The recent VPR poll was conducted like any other general population public opinion poll. The largest sampling frame for telephone was utilized—in this case, a dual-frame sample of landline and cell phone numbers—and the data were weighted to reflect U.S. Census estimates for Vermont’s adult population on age and gender. In addition, the data were also weighted to reflect the county-level populations proportionately.

All of the data related to issues, job performance ratings, and the 2016 Vermont gubernatorial were weighted to reflect the views of the general population. During data collection, the Polling Institute works the sample to achieve the highest response rates possible given time and budget constraints, and in the end, the general population weights are relatively small and do not distort the original data a great deal.

The data reflecting preferences in the upcoming Vermont presidential primary are weighted to reflect the population of likely voters in each of the party’s primary. Weighting the general population is far easier than weighting to likely voters because we have hard data from the Census Bureau describing the general population. The general population actually exists at the time of the poll; this is not the case when considering likely voters. The voting population does not yet exist; there are no pre-existing measure of who what citizens (or poll respondents) will actually cast a ballot on March 1 (or before by absentee ballot).

Weighting to the voting population is weighting to a population that is still speculative. That is why we refer to likely voters as opposed to actual voters. But if we want to estimate what voters may do on election day, we have to recognize that the entire adult population does not vote, and in a primary, the proportion of voters will be lower than that found in a general election.

So, we develop a separate weight to help us understand what voters may do on March 1 as they cast their votes in the presidential primaries. The formula we used to estimate the voting population for the upcoming primary started with eliminating the views of those poll respondents we think are unlikely to vote at all; consequently, we built a model (using a second data set) that excluded all of those respondents who

  1. Are not registered to vote;
  2. Do not follow news about the presidential race either “very closely” or “somewhat closely”; and,
  3. Say that they are either “not too likely” or “not at all likely” to vote in the Vermont Presidential Primary.
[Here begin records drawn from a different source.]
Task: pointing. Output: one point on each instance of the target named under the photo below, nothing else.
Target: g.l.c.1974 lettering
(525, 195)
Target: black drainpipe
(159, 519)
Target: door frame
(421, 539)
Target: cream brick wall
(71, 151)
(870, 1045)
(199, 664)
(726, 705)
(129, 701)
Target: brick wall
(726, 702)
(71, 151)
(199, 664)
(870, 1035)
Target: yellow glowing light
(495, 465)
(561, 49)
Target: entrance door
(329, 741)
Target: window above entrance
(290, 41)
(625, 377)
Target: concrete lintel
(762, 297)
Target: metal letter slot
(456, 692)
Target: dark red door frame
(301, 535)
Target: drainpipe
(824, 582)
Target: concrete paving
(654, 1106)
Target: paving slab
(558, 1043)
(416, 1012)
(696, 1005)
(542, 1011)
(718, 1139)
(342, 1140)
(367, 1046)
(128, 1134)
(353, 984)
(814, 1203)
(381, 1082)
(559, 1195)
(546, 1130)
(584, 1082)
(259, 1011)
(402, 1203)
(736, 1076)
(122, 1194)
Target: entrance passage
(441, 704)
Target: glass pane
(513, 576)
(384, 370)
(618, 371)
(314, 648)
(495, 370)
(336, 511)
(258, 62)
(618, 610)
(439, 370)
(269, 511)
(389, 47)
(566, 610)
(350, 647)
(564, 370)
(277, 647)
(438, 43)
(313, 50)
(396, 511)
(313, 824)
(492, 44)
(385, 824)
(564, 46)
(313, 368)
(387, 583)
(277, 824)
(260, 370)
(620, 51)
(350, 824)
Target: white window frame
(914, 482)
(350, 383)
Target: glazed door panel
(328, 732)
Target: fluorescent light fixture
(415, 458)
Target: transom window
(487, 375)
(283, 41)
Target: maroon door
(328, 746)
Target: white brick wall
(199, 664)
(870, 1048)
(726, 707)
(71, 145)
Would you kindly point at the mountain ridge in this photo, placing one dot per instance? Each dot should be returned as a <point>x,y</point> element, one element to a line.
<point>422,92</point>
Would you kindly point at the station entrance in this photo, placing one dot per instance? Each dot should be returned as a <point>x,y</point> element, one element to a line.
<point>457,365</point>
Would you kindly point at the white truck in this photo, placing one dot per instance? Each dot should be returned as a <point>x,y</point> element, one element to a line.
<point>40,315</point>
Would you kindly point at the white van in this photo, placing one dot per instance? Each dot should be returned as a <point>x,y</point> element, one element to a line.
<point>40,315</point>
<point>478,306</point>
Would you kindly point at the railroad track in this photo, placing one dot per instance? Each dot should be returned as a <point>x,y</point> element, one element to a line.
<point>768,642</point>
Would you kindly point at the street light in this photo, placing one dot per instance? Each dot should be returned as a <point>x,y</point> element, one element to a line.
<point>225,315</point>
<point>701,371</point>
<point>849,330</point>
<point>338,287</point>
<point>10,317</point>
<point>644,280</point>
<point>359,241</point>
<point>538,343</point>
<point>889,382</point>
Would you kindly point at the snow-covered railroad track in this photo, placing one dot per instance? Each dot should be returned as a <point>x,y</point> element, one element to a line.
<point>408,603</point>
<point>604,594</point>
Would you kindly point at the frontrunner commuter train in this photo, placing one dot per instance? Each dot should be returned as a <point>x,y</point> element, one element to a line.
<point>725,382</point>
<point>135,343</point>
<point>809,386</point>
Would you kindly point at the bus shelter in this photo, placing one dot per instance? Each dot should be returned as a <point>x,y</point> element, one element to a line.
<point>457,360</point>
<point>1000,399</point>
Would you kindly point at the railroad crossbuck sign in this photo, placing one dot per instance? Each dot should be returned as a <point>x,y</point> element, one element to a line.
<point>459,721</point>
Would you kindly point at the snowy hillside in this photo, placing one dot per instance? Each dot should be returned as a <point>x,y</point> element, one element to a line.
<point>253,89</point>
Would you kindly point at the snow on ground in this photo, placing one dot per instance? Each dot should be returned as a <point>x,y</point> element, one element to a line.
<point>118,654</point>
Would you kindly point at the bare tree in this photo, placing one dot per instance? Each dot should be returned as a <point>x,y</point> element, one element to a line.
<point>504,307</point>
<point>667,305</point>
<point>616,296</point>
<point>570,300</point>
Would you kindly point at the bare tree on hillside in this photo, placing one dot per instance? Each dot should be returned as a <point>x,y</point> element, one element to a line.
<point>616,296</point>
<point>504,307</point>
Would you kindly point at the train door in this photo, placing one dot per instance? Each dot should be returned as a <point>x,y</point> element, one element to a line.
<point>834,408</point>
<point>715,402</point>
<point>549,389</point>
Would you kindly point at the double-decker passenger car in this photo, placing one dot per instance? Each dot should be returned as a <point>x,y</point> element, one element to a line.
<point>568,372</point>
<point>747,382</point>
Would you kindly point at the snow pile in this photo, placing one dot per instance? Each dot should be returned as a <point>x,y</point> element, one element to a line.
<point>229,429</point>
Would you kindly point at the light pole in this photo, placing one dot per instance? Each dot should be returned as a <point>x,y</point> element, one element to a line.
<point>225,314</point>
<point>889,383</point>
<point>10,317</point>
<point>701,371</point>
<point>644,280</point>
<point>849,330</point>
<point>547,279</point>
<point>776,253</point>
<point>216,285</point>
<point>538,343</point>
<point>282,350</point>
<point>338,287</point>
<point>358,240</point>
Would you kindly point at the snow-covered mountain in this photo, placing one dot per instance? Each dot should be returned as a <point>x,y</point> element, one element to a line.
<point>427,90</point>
Using that criteria, we eliminated 258 actual respondents (unweighted), bringing us to an unweighted base of 637 records or 71 percent of the original data set. We then worked with those remaining records to devise a variable that would give greater weight to those respondents among those remaining who are most likely to vote in the presidential primaries, since we know that turnout will not be as high as 71 percent. In fact, we estimate that turnout will be from 40 – 45 percent of registered voters.
In order to differentiate among the remaining respondents who are most likely to vote, we gave points to respondents meeting the following conditions:

  1. Follow news about the election “very closely”
  2. Say that they are “very likely to vote”
  3. Identify with one of the major political parties
  4. Have a college degree or more education
  5. Responded to poll after the New Hampshire Primary (Feb. 9th)

These criteria were used to generate weights for each individual case that were then applied to the general population weights to devise a new weight variable defining our “likely voter model.” The first two criteria take what respondents tell us about their interest in the election and how likely they are to participate, while criteria 3 and 4 apply data from the demographics that are associated with voting participation. The last criterion takes into account that candidate preference shifted measurably after the New Hampshire primary showed that Trump and Sanders can win and that Kasich may be more of a contender than earlier thought.

Applying the likely voter model to the reduced data set left us with a dataset that represents 58 percent of the originally weighted sample—a figure higher than our voter turnout estimation but weighted to give those within the remaining sample who meet likely voter criteria a greater weighted response.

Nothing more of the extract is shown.